The year-long Houthi attack campaign will also provide data and lessons that the Houthis and other US adversaries can use to improve the effectiveness of their attacks on US naval vessels and ground installations in the future. The Houthis have conducted 111 attacks targeting or involving US and allied warships in the Red Sea region.These attacks—in which the Houthis have tested different techniques and combinations of one-way aerial drones, ballistic missiles, and cruise missiles—have not yet struck a US or allied warship, but there have been multiple near misses.These attacks provide the Houthis and presumably their backers in Tehran, at least, a massive amount of data on how US and allied air defenses respond to missiles and drones. The Houthis could similarly share this data with the Russians in exchange for Russian targeting data on ships in the Red Sea. The lessons gleaned from this data will surely be used against the US Navy’s defenses in the future and could inform enemy operations against US land-based counter-drone and missile defenses as well.

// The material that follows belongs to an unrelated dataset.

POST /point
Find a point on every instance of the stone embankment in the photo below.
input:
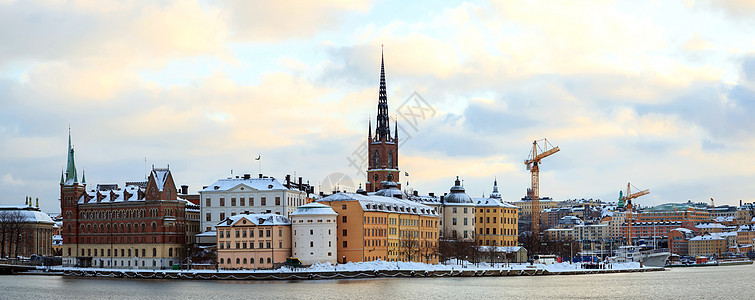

The US policy toward the Houthis in 2023-24 demonstrates that “managing escalation” is a failed approach and an unsustainable policy. The Houthis have repeatedly “escalated” and faced only a limited US response that did nothing to “manage escalation.” The Houthis first fired drones and missiles at Israel in October 2023, then expanded attacks to target global shipping. The group, recognizing that any US response would be limited and would pose no threat to their control in large areas of Yemen, has since fired drones and missiles at Israeli cities, so far with limited success. The lesson that the Houthis are learning in this war is that they can fire missiles and drones at US warships, global shipping, and US partners and suffer only limited and inadequate consequences. The US must learn that “managing escalation” actually encourages escalation and protracts conflicts—a particularly serious problem when the US must be able to focus on other critical theaters.